The good news was a charge of conspiracy was dropped, as was a second misdemeanor of child endangerment.
There was no piling on. Spanier still faces five years in prison. His lawyer says there will be an appeal.
But this is a meaningful juncture, as it allows all of you in higher ed to formally learn the Spanier lesson, akin to maybe something the Catholic Church should have learned a long time ago.
When it comes to sexual abuse, or anything sexual that smacks of criminality, you report it to police. You don’t cover it up. You don’t think of the institution you represent first.
The obligation is to the people involved. An alleged perp(s). Or the victim(s).
And then you think of the people of your community and state, and turn over what you know to those trained to find the truth and deliver justice.
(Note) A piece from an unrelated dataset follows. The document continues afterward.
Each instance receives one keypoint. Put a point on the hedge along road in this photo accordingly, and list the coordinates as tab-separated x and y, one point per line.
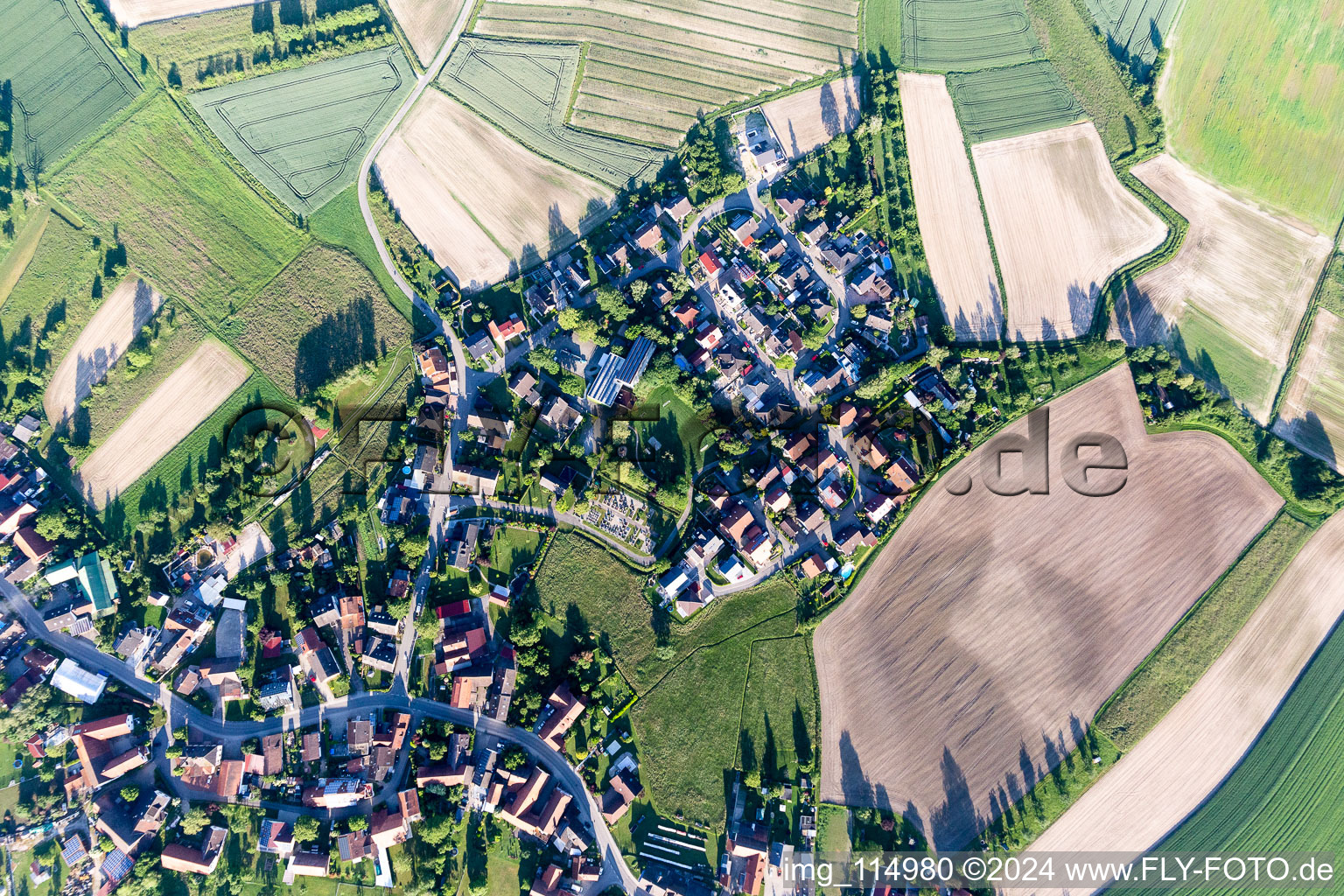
554	762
That’s not exactly what Spanier and two of his top administrators did in 2001 when they heard a complaint by graduate coaching assistant Mike McQueary, who said he saw coach Jerry Sandusky molest a boy in a team shower.
Instead of reporting it immediately, Spanier, along with his athletic director Tim Curley and vice president Gary Schultz engaged in a debate over notes and e-mails over what to do.
Both Curley and Schultz were allowed to plead guilty to a single misdemeanor child endangerment count But the prosecution used them and their communications to make the case against Spanier. The administrators said they wanted to inform the state Department of Welfare, but Spanier nixed the idea.
“The only downside for us is if the message isn’t ‘heard’ and acted upon, and we then become vulnerable for not having reported it,” Spanier told Curley and Schultz in a 2001 email. He even thought the plan was a “humane and reasonable way to proceed.”
Maybe. But not if you were the victim.
In their defense, Spanier, Curley and Schultz all denied they were told the shower incident was sexual in nature.
But was that reason not to report McQueary’s claim to police or welfare authorities?
Spanier learned that not reporting such matters comes at a real price. It’s not the university’s role to supercede the law.
The bad publicity Spanier feared has now come back to haunt in massively.
For not acting in 2001, Sandusky was allowed to continue his evil ways until he was arrested in 2011. The arrest caused the major scandal resulting in the firing of legendary head coach Joe Paterno.
Sandusky is currently serving a sentence of 10-30 years for abusing 10 boys.
Penn State has paid mightily too: More than $90 million to settle claims by over 30 accusers; and fines of $48 million by the NCAA. Not to mention a perpetual cloud that hangs over the football team once led by the iconic Paterno.
“The verdict, their words and pleas indicate a profound failure of leadership,” Penn State said in a statement. “And while we cannot undo the past, we have re-dedicated ourselves and our university to act always with the highest integrity, in affirming the shared values of our community.”
Who knows how many emails it took to come up with that perfectly official PR statement.
We’ll have to see by its actions, if Penn State finally learned its lesson.
But the jury has spoken. Spanier was wrong thinking of PR first, protecting the institution, and not the people it serves.